In Perl 5 there was no switch statement because
the designer of Perl wanted to create the right statement.
The Perl 6 is denoted by given and the case is denoted by when.
There is even syntax for exceptions.

http://dev.perl.org/perl6/apocalypse/4

A typical Perl 6 "Switch" statement would be:
given statement {
when condition { }
when condition { }

}

A typical Perl 6 Exception would be

catch exception {
when { }

}


You can switch hashes or arrays objects or lists or regular expressions or and booleans and more.


March 01, 2003
"Kublai Kahn" <Kublai_member@pathlink.com> wrote in message news:b3h655$1ng7$1@digitaldaemon.com...
> Perl 6 has a new switch statement called "given."
> In Perl 5 there was no switch statement because
> the designer of Perl wanted to create the right statement.
> The Perl 6 is denoted by given and the case is denoted by when.
> There is even syntax for exceptions.
>
> http://dev.perl.org/perl6/apocalypse/4
>
> A typical Perl 6 "Switch" statement would be:
> given statement {
> when condition { }
> when condition { }
>
> }
>
> A typical Perl 6 Exception would be
>
> catch exception {
> when { }
>
> }
>
>
> You can switch hashes or arrays objects or lists or regular expressions or
and
> booleans and more.
>

I don't know if this was a feature request for D or not, but here's my 2c.

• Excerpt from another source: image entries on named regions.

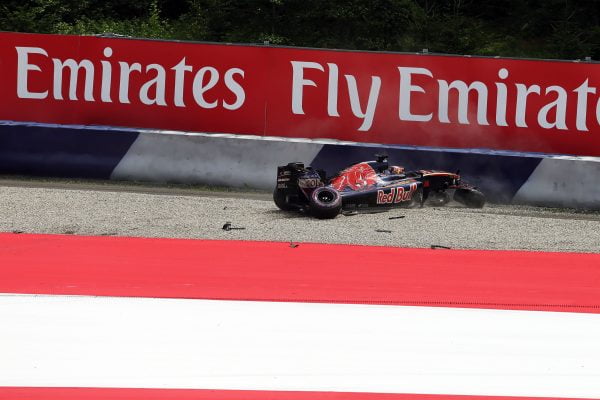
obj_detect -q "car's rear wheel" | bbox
[273,189,294,211]
[454,189,485,208]
[309,186,342,219]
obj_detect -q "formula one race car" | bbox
[273,155,485,219]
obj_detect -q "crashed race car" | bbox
[273,155,485,219]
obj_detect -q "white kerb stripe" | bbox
[0,295,600,398]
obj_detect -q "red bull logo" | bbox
[377,182,417,204]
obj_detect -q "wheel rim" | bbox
[317,190,336,204]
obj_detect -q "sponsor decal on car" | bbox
[377,182,417,204]
[298,178,323,189]
[331,163,377,192]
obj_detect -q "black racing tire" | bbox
[427,192,450,207]
[308,186,342,219]
[273,189,295,211]
[454,189,485,208]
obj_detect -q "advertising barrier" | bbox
[0,33,600,156]
[0,123,600,208]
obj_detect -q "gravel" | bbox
[0,180,600,252]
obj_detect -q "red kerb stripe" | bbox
[0,234,600,313]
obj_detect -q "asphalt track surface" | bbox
[0,177,600,253]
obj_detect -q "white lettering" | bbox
[100,47,112,103]
[327,63,340,117]
[573,79,600,131]
[15,47,48,99]
[515,83,540,128]
[398,67,433,122]
[438,79,489,125]
[52,58,94,101]
[171,57,192,107]
[223,68,246,110]
[140,64,167,106]
[538,86,567,130]
[119,61,142,104]
[496,68,508,126]
[344,75,381,131]
[192,67,219,108]
[291,61,325,114]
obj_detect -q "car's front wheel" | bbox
[309,186,342,219]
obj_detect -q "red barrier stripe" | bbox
[0,387,592,400]
[0,234,600,313]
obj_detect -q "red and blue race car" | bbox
[273,155,485,219]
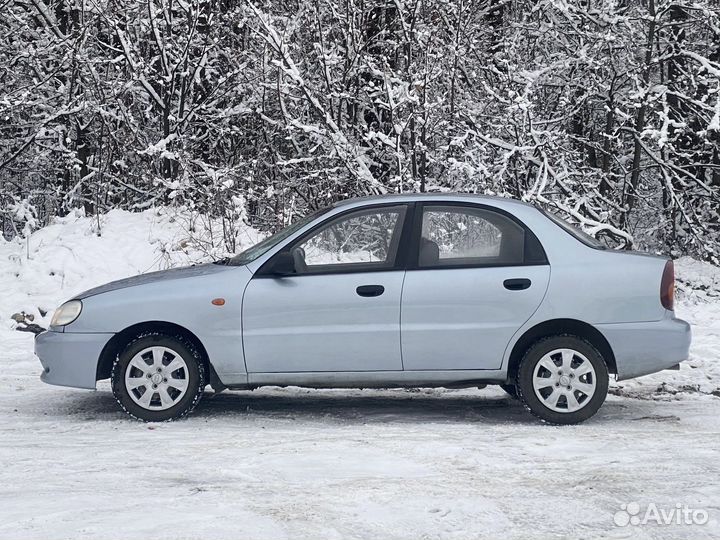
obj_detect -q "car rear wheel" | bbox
[111,333,205,422]
[500,384,517,399]
[516,335,609,424]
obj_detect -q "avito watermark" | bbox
[613,501,710,527]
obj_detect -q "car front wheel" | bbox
[111,332,205,422]
[516,335,609,424]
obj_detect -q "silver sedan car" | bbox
[35,194,690,424]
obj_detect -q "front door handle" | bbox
[503,278,532,291]
[355,285,385,296]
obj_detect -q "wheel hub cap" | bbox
[532,349,596,413]
[125,347,189,411]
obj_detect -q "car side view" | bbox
[35,194,690,424]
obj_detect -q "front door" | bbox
[242,205,406,373]
[401,204,550,370]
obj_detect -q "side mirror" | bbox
[268,251,297,276]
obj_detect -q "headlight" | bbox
[50,300,82,326]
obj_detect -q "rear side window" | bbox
[417,205,545,268]
[540,208,607,249]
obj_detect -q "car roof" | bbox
[333,192,534,207]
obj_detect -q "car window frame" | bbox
[406,200,550,270]
[254,201,415,278]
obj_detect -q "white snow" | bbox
[0,210,720,540]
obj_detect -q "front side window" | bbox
[228,206,332,266]
[418,205,525,268]
[291,206,405,274]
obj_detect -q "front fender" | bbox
[64,266,252,384]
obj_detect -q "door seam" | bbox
[398,270,407,371]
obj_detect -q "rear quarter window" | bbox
[539,208,607,249]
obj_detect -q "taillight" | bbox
[660,261,675,311]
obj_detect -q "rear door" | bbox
[401,203,550,370]
[242,204,410,373]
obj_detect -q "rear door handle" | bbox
[503,278,532,291]
[355,285,385,296]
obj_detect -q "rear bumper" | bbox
[35,331,113,389]
[597,312,691,380]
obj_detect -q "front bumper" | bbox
[597,312,691,380]
[35,331,113,389]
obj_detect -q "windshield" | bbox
[540,208,607,249]
[227,206,331,266]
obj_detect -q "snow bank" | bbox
[0,208,260,329]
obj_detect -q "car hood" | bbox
[75,263,230,300]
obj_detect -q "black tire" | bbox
[110,332,207,422]
[515,335,609,424]
[500,384,518,399]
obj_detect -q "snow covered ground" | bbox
[0,211,720,540]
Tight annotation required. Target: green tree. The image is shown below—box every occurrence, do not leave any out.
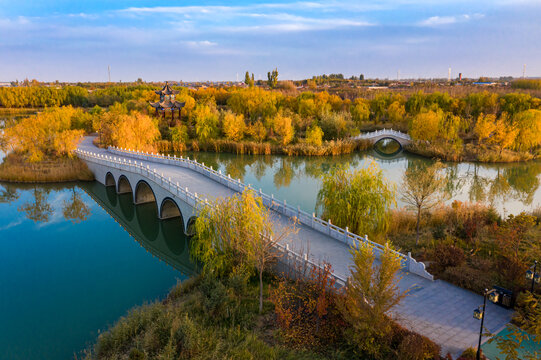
[267,68,278,89]
[191,190,293,312]
[401,162,446,245]
[317,162,396,235]
[339,242,406,359]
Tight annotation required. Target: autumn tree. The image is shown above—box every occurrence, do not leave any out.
[244,71,254,87]
[473,113,496,143]
[387,101,406,124]
[512,110,541,151]
[267,68,278,89]
[339,242,406,358]
[191,190,294,312]
[306,125,323,146]
[192,104,219,141]
[401,162,445,245]
[317,162,396,235]
[248,121,267,143]
[222,111,246,141]
[409,110,443,141]
[273,112,295,145]
[351,98,370,126]
[2,106,84,162]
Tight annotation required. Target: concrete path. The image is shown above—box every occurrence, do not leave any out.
[79,137,512,358]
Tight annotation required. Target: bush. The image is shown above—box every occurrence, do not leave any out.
[431,244,466,273]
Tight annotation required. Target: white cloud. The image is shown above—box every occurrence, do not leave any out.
[418,14,484,26]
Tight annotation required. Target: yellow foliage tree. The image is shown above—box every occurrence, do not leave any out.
[473,114,496,143]
[273,113,295,145]
[306,125,323,146]
[512,109,541,151]
[2,106,84,162]
[111,113,160,151]
[387,101,406,124]
[248,121,267,142]
[222,111,246,141]
[410,110,443,141]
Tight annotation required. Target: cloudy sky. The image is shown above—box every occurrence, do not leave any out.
[0,0,541,81]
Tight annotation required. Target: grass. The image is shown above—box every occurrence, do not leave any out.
[84,277,324,360]
[0,153,94,183]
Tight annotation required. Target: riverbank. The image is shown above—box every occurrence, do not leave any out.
[85,274,439,360]
[405,141,540,163]
[152,139,372,156]
[0,154,94,183]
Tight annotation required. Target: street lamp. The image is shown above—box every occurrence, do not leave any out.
[526,260,541,294]
[473,289,500,360]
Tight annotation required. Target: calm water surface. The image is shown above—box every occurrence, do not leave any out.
[0,182,193,360]
[0,112,541,360]
[187,150,541,215]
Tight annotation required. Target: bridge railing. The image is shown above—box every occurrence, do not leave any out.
[75,150,347,287]
[99,147,433,280]
[355,129,411,141]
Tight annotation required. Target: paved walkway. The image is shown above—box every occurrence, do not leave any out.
[79,137,512,358]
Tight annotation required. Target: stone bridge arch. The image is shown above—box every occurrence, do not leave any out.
[133,180,159,205]
[159,197,184,225]
[105,171,116,186]
[116,175,133,194]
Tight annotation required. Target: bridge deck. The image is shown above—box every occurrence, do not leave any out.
[78,137,512,356]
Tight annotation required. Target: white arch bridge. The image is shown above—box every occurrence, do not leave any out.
[353,129,411,147]
[76,134,511,355]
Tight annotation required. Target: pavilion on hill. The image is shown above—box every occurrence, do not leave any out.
[150,82,186,122]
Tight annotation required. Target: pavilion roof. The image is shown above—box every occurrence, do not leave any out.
[155,82,178,95]
[150,100,186,110]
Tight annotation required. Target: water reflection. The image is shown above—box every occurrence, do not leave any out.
[181,145,541,214]
[80,182,195,275]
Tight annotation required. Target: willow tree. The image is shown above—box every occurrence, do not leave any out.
[191,191,293,312]
[402,162,446,245]
[317,162,396,239]
[338,242,407,358]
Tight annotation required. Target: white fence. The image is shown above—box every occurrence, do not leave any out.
[97,144,434,280]
[75,150,347,287]
[354,129,411,141]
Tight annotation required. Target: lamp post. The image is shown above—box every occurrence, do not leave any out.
[526,260,541,294]
[473,289,500,360]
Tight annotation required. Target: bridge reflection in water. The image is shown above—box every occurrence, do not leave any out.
[374,138,402,158]
[79,181,196,276]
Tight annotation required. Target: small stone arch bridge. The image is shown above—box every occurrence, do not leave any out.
[353,129,411,148]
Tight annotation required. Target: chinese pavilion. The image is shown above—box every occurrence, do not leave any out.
[150,82,186,122]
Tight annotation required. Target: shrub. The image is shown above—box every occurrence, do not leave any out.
[306,125,323,146]
[431,244,466,273]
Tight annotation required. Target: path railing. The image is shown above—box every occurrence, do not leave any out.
[354,129,411,141]
[98,147,434,280]
[75,150,347,287]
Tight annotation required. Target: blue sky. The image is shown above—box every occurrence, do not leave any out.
[0,0,541,81]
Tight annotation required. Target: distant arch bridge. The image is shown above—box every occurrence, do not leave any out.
[353,129,411,148]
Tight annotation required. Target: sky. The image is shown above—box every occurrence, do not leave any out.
[0,0,541,81]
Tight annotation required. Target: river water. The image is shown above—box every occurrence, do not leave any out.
[0,120,541,360]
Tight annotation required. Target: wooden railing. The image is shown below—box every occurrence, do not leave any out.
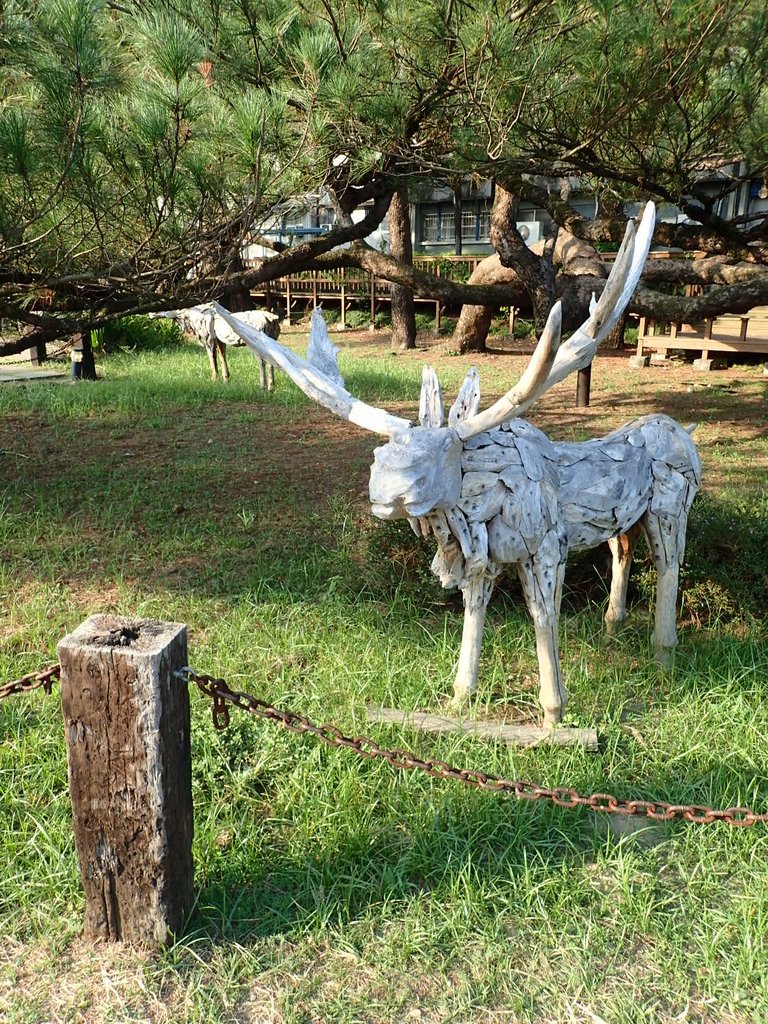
[246,256,485,329]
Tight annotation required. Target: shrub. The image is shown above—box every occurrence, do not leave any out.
[346,309,371,331]
[91,316,184,353]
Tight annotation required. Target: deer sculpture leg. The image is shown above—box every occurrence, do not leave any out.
[605,523,642,636]
[206,342,218,381]
[216,340,229,381]
[259,359,274,391]
[517,530,568,726]
[452,572,496,706]
[643,512,687,668]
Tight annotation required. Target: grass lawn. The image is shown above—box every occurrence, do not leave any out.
[0,332,768,1024]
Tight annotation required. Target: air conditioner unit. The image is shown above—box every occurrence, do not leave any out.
[517,220,542,246]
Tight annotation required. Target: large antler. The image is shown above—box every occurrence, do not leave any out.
[455,203,655,438]
[212,302,412,437]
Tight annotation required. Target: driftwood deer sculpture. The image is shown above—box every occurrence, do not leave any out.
[150,302,280,391]
[219,204,700,725]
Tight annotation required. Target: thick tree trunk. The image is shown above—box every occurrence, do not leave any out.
[453,255,528,352]
[80,331,96,381]
[389,188,416,349]
[454,215,607,352]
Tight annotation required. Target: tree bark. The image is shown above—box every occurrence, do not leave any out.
[453,254,527,353]
[80,331,96,381]
[389,188,416,349]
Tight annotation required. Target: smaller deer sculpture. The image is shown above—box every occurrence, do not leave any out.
[210,204,701,725]
[150,302,280,391]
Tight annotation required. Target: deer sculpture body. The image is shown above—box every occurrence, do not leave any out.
[219,204,701,725]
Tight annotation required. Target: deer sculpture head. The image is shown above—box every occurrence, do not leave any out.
[208,203,700,723]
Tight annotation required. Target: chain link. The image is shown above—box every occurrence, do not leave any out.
[0,665,61,700]
[0,665,768,828]
[177,668,768,827]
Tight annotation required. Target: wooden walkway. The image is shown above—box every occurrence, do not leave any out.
[635,306,768,370]
[246,256,485,329]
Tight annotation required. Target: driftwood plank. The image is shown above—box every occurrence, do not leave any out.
[366,705,598,751]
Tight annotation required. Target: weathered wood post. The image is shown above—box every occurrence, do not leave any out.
[58,615,194,944]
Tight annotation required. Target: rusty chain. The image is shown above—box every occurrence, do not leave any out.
[182,668,768,827]
[0,665,61,700]
[0,665,768,828]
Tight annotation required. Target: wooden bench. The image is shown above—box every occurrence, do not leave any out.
[632,306,768,370]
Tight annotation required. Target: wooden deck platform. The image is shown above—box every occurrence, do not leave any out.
[634,306,768,370]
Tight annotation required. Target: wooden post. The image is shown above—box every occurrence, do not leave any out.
[577,362,592,409]
[30,341,48,367]
[58,615,194,945]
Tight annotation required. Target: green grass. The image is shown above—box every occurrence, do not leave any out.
[0,343,768,1024]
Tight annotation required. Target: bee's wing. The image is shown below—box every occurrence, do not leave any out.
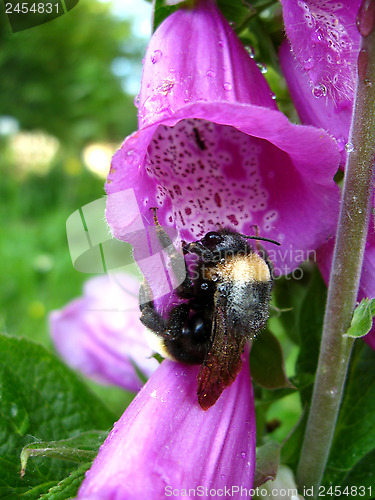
[198,292,246,410]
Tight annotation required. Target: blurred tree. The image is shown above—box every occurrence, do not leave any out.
[0,0,144,148]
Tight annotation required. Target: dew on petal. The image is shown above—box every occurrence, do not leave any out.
[303,56,315,71]
[257,63,268,74]
[245,45,255,59]
[312,83,327,99]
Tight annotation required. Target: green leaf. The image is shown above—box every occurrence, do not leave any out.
[345,298,375,338]
[250,330,295,389]
[322,342,375,492]
[254,441,281,488]
[21,431,108,477]
[0,335,115,499]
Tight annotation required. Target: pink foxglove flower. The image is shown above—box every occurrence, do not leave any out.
[49,273,159,392]
[77,354,255,500]
[280,0,375,348]
[280,0,361,161]
[106,0,339,308]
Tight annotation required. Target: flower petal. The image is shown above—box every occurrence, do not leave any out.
[279,42,353,156]
[50,273,158,392]
[139,0,277,127]
[279,0,361,159]
[78,354,255,500]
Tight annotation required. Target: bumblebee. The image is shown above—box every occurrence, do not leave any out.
[140,208,279,410]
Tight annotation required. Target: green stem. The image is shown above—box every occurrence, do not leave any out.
[297,0,375,496]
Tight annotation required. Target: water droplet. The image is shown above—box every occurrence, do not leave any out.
[257,63,268,74]
[312,83,327,99]
[337,136,346,151]
[245,45,255,59]
[357,0,375,37]
[151,50,163,64]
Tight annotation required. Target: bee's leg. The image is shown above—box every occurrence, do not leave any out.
[256,241,273,276]
[251,224,273,276]
[150,207,192,288]
[182,241,213,262]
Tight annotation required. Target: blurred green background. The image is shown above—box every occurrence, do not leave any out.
[0,0,300,439]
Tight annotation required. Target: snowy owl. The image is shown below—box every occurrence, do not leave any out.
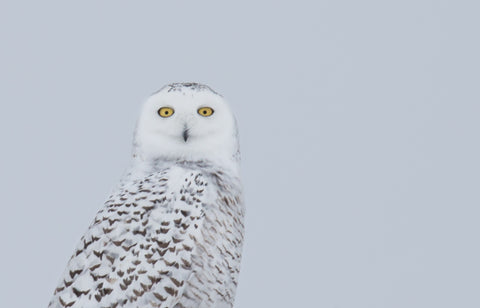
[49,83,244,308]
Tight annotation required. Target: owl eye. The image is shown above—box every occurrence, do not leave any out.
[197,107,213,117]
[158,107,175,118]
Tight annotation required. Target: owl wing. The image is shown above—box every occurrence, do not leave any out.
[49,170,207,307]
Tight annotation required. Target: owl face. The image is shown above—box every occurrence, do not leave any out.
[136,84,238,165]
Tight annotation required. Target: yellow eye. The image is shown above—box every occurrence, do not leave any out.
[158,107,175,118]
[198,107,213,117]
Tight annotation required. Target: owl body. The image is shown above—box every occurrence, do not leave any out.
[49,83,245,308]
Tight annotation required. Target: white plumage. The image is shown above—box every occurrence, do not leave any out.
[49,83,244,308]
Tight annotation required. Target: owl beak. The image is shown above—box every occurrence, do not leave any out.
[182,126,190,142]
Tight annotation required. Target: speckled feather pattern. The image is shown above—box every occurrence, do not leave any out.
[49,160,244,308]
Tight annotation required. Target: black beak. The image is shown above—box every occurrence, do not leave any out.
[182,127,189,142]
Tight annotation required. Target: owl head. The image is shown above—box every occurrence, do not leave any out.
[135,83,238,168]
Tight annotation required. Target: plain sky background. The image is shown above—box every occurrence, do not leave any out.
[0,0,480,308]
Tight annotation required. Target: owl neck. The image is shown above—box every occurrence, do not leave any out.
[131,154,240,179]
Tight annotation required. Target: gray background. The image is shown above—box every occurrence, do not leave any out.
[0,0,480,308]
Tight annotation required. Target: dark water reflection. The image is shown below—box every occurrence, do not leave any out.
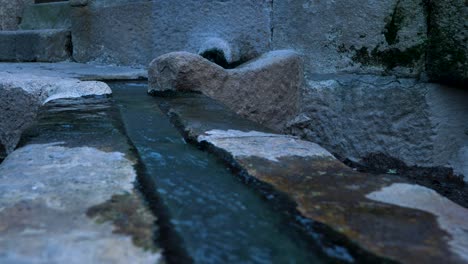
[110,83,329,263]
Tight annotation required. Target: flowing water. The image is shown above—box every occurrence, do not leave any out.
[110,83,329,263]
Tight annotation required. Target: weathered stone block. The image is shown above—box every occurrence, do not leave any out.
[0,72,111,155]
[71,1,154,66]
[290,75,468,176]
[0,29,71,62]
[20,2,71,30]
[0,0,33,30]
[272,0,427,76]
[72,0,271,67]
[148,50,303,130]
[153,0,271,62]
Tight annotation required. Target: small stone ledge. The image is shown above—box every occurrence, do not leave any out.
[155,92,468,263]
[148,50,303,131]
[0,72,112,157]
[0,97,164,263]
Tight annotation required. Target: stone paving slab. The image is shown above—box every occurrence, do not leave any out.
[0,62,148,81]
[0,98,163,263]
[155,94,468,263]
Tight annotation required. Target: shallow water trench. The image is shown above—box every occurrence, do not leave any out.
[110,83,338,263]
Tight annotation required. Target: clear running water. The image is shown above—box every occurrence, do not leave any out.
[110,83,328,263]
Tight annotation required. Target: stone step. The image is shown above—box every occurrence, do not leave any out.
[0,29,71,62]
[19,2,71,30]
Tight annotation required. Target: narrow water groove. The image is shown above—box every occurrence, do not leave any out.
[110,83,337,263]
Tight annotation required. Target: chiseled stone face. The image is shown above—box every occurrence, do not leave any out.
[0,72,112,154]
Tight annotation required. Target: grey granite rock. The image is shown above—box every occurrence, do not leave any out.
[0,144,162,263]
[148,50,303,130]
[72,0,271,67]
[71,1,154,67]
[0,0,34,31]
[289,75,468,178]
[0,62,148,81]
[0,29,71,62]
[152,0,271,62]
[0,72,112,154]
[19,2,71,30]
[272,0,427,76]
[367,183,468,262]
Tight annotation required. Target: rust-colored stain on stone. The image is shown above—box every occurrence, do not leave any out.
[86,193,158,252]
[238,157,461,263]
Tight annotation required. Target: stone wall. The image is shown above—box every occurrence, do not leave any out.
[272,0,427,77]
[72,0,271,67]
[0,0,33,30]
[288,74,468,180]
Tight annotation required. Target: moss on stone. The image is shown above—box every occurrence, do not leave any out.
[348,43,427,70]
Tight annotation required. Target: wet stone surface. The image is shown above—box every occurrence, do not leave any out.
[155,91,468,263]
[0,97,162,263]
[110,83,339,263]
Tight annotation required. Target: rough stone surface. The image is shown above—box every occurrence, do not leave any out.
[0,87,40,160]
[153,0,271,62]
[289,75,468,179]
[0,29,71,62]
[71,1,155,67]
[20,2,71,30]
[197,130,334,161]
[156,91,468,263]
[272,0,427,76]
[0,62,148,81]
[0,94,162,263]
[72,0,271,67]
[0,144,161,263]
[367,183,468,261]
[0,72,112,157]
[0,0,33,30]
[427,0,468,87]
[148,50,303,130]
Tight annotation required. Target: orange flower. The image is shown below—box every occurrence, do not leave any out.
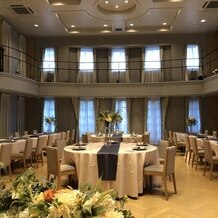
[44,189,55,201]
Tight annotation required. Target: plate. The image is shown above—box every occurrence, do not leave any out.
[72,147,86,151]
[132,146,147,151]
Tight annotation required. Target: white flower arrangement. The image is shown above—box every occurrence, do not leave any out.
[0,168,133,218]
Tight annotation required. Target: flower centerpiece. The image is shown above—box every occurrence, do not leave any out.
[0,168,133,218]
[44,117,56,133]
[96,110,122,144]
[186,116,197,132]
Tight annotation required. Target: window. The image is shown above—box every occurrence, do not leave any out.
[43,48,56,72]
[111,48,126,72]
[79,99,95,138]
[144,47,161,71]
[79,48,94,72]
[188,97,201,132]
[186,45,200,71]
[142,46,163,82]
[43,98,55,132]
[147,99,161,145]
[115,99,128,133]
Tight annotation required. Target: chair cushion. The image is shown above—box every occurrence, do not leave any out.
[144,165,163,173]
[60,164,76,172]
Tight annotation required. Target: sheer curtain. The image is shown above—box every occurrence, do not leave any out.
[142,46,163,82]
[17,97,26,134]
[77,48,96,83]
[2,21,11,73]
[185,45,200,80]
[79,98,95,138]
[0,93,11,138]
[115,98,129,133]
[147,98,161,145]
[18,35,26,77]
[42,98,56,132]
[41,48,57,82]
[188,97,201,132]
[108,48,129,83]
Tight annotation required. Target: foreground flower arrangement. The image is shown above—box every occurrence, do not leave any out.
[186,117,197,126]
[0,168,133,218]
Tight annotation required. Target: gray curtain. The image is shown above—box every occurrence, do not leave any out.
[161,97,169,138]
[144,98,148,132]
[17,97,26,135]
[0,93,11,138]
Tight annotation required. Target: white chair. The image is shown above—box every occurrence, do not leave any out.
[32,135,48,168]
[144,146,177,200]
[142,132,150,144]
[55,139,67,160]
[46,146,76,189]
[189,135,204,170]
[0,143,12,176]
[203,140,218,180]
[158,140,170,164]
[11,138,33,170]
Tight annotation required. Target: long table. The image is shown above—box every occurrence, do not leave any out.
[62,142,159,198]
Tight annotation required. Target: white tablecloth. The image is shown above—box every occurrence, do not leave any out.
[62,143,159,197]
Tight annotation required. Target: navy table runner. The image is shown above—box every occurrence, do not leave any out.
[97,142,120,180]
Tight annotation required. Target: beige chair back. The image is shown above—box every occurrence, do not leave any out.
[14,132,20,137]
[142,132,150,144]
[164,146,176,176]
[158,140,170,159]
[0,143,12,167]
[203,140,213,163]
[46,146,60,176]
[24,138,34,159]
[55,139,67,159]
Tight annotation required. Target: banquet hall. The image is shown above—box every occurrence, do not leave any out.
[0,0,218,218]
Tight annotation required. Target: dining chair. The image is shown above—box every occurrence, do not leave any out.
[203,140,218,180]
[11,138,34,170]
[142,132,150,144]
[184,134,193,165]
[158,140,170,164]
[188,135,204,170]
[0,143,12,176]
[66,130,70,145]
[144,146,177,200]
[14,132,20,137]
[32,135,48,168]
[46,146,77,189]
[169,130,174,146]
[173,132,186,151]
[55,139,67,160]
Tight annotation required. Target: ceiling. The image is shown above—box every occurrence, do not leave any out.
[0,0,218,37]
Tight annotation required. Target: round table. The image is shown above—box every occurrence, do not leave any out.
[62,142,159,198]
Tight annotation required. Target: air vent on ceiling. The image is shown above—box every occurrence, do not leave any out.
[10,5,34,15]
[202,1,218,9]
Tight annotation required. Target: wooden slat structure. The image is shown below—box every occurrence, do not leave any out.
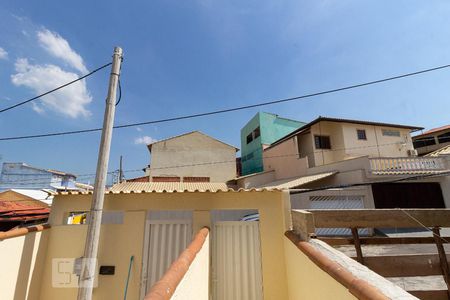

I think these longer forms of switch/catch statements would break C's conciseness which D tries to uphold.  D already has these statements so I don't see the reasoning behind these.

I don't see the point of having a boolean in a switch statement when it can just as easily be done with if/else.  Although it may be an idea if switch statements could take in objects and return some result, parhaps by overloading the equals operator.